I am trying to classify a fastq read file with MetaPhIan2 When I run MetaPhIan2, the result is 100% unclassified. Then I transform the fastq to fasta, run MetaPhIan instead, and I get a right classification (100% Cyanobacteria). I assume that there is some problem with the fastq file but do not know which one, since the fastq file is correct and works for assembly and bowtie mapping that I did externally. Any help will be appreciated. Thanks!
Hello,
Double check that your fastq data is in fastqsanger
format. This is the required fastq input format/content for Galaxy-wrapped tools. During Upload, this datatype is automatically assigned when "autodetect" is used and the data is a match for the quality score scaling.
If you are loading the data compressed and preserving that by directly assigning the compressed variation of the same datatype (fastqsanger.gz
), it may not really be in fastqsanger
format. You'll need to confirm that (run FastQC).
- Galaxy FAQs: https://galaxyproject.org/support >> https://galaxyproject.org/support/#getting-inputs-right
- Galaxy Tutorials: https://galaxyproject.org/learn/ >> https://galaxyproject.org/tutorials/ngs/
Thanks! Jen, Galaxy team
Dear Jen
Thank you for your response. When I run fastqc on my data, the format is "Sanger/Illumina 1.9". I am not getting any results both when loading the file specifying "fastqsanger" format or when autodetecting it.
Best,
Javier
If the reads are in fastqsanger, and FastQC doesn't show any data problems (low quality scores), then the next items to review are the parameters between the two runs.
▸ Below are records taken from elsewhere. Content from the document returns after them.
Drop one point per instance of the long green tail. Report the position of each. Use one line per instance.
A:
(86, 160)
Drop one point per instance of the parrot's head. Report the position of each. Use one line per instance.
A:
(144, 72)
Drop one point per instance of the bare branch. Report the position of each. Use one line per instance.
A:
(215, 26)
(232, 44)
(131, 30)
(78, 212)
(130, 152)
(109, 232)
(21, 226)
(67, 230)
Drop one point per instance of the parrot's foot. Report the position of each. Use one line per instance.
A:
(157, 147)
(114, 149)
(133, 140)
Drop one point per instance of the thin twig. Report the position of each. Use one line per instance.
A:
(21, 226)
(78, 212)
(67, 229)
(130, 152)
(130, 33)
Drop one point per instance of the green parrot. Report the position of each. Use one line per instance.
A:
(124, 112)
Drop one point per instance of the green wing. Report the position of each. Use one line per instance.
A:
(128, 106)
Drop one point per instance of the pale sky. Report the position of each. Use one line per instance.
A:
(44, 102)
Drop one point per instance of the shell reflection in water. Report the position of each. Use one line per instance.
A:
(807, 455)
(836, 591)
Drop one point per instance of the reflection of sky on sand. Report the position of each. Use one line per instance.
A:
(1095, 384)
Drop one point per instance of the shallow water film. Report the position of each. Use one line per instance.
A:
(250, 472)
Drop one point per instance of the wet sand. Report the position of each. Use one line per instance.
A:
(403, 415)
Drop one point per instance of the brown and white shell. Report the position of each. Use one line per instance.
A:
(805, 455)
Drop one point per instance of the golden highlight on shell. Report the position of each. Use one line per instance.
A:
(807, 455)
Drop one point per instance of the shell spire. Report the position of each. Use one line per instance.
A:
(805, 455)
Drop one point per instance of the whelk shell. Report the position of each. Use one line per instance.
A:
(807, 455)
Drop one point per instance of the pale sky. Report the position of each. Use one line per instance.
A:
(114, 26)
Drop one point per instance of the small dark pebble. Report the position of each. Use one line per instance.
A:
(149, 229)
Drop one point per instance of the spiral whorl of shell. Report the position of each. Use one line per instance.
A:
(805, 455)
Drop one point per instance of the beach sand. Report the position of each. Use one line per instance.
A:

These are different tool wrappers, and different versions of the underlying tool, but you should be able to map many parameters from one to the other. The default settings for one version of the tool may not be the default for the other version. Test out a few runs with different settings and see what results.
Most if not all options are the same as when used line-command, so the tool manuals could be reviewed if you are not sure what each parameter does. If there is a setting(s) that filter results by quality score, length, etc -- make sure your data passes those thresholds or adjust them.
The possibility of a tool install/index problem is what to troubleshoot if you can't get hits. You could report the "no hit" results to the administrators of the server you are working on. Send either a bug report (if active there) or a direct email - check the homepage of the server for contact information.